You are viewing a plain text version of this content. The canonical link for it is here.
Posted to notifications@accumulo.apache.org by GitBox <gi...@apache.org> on 2019/11/22 23:39:20 UTC

[GitHub] [accumulo-website] ctubbsii commented on a change in pull request #213: add erasure coding warning to quickstart, and add EC guide

ctubbsii commented on a change in pull request #213: add erasure coding warning to quickstart, and add EC guide
URL: https://github.com/apache/accumulo-website/pull/213#discussion_r349835405
 
 

 ##########
 File path: _docs-2/administration/erasure-coding.md
 ##########
 @@ -0,0 +1,190 @@
+---
+title: Erasure Coding
+category: administration
+order: 9
+---
+
+With the release of version 3.0.0, Hadoop introduced the use of [Erasure Coding]

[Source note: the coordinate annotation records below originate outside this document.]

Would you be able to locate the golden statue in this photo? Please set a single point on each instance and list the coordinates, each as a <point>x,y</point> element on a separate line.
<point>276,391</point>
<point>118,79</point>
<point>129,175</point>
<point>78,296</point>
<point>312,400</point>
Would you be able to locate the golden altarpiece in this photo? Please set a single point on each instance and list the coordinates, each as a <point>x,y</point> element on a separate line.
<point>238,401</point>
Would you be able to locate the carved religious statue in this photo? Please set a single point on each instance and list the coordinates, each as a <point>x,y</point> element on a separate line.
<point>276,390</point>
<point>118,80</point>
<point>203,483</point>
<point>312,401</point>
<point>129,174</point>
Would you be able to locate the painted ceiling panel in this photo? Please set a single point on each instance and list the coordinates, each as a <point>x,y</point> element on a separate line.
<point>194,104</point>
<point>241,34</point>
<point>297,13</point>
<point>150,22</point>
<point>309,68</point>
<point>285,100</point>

+(EC) in HDFS.  By default HDFS achieves durability via block replication.
+Usually the replication count is 3, resulting in a storage overhead of 200%.

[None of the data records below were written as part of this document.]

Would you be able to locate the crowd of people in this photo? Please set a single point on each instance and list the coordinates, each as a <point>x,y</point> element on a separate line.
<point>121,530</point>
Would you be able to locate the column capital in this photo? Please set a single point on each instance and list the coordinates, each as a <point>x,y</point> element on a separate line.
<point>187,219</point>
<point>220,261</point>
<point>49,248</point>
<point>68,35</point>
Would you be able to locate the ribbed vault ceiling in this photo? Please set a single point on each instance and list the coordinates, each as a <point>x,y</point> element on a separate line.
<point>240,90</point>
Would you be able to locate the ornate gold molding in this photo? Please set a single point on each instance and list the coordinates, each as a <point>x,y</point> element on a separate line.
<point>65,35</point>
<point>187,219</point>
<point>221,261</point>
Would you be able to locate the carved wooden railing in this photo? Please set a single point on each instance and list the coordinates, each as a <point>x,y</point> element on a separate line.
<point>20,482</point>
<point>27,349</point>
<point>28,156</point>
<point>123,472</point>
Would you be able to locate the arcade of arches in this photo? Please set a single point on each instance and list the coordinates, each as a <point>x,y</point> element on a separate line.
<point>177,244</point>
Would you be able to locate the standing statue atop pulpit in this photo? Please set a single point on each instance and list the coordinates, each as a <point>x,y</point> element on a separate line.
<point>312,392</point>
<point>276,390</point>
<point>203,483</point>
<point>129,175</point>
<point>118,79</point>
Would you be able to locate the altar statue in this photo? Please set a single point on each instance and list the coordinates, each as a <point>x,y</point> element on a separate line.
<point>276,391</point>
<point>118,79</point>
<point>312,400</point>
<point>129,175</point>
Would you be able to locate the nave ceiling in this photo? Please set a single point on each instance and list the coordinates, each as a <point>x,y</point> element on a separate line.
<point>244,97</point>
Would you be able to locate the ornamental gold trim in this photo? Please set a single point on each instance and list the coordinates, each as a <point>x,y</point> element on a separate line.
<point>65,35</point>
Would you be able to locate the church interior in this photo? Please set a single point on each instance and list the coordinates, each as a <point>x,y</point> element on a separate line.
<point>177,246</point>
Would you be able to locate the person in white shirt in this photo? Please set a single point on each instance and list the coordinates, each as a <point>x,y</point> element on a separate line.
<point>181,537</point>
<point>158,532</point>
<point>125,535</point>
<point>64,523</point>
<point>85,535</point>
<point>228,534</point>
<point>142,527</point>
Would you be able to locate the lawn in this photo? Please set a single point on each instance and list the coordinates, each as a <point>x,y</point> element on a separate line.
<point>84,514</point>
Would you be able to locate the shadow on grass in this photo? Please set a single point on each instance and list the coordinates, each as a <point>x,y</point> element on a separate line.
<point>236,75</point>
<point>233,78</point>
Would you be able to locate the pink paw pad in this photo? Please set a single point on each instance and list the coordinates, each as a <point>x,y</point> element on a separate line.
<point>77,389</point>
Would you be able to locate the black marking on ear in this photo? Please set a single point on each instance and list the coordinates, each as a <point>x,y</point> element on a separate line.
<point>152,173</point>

+Hadoop 3 introduced EC as a better way to achieve durability. EC behaves much 
+like RAID 5 or 6...for *k* blocks of data, *m* blocks of parity data are generated,
+from which the original data can be recovered in the event of disk or node 
+failures (erasures, in EC parlance).  A typical EC scheme is Reed-Solomon 6-3,
+where 6 data blocks produce 3 parity blocks, an overhead of only 50%.  In
+addition to doubling the available disk space, RS-6-3 is also more fault
+tolerant...a loss of 3 data blocks can be tolerated, whereas triple replication
+can only sustain a loss of two.
+
+To use EC with Accumulo, it is highly recommended that you first rebuild Hadoop 
+with support for Intel's ISA-L library. Instructions for doing this can be found 
+[here](https://hadoop.apache.org/docs/r3.2.0/hadoop-project-dist/hadoop-hdfs/HDFSErasureCoding.html#Enable_Intel_ISA-L)
+
+### Important Warning
+As noted 
+[here](https://hadoop.apache.org/docs/r3.2.0/hadoop-project-dist/hadoop-hdfs/HDFSErasureCoding.html#Limitations),
+the current EC implementation does not support hflush() and hsync().  These 
+functions are no-ops, which means that EC coded files are not guaranteed to
+be written to disk after a sync or flush.  For this reason, **EC should never
+be used for the Accumulo write-ahead logs.  Data loss may, and most likely will,
+occur.** It is also recommended that tables in the `accumulo` namespace (`root` and
+`metadata` for example) continue to use replication.
+
+### HDFS ec Command
+Encoding policy in HDFS is set at the directory level, with children inheriting
+policies from their parents if not explicitly set.  The encoding policy for a directory
+can be manipulated via the `hdfs ec` command, documented
+[here](https://hadoop.apache.org/docs/r3.2.0/hadoop-project-dist/hadoop-hdfs/HDFSErasureCoding.html#Administrative_commands).
+
+The first step is to determine which policies are configured for your HDFS instance.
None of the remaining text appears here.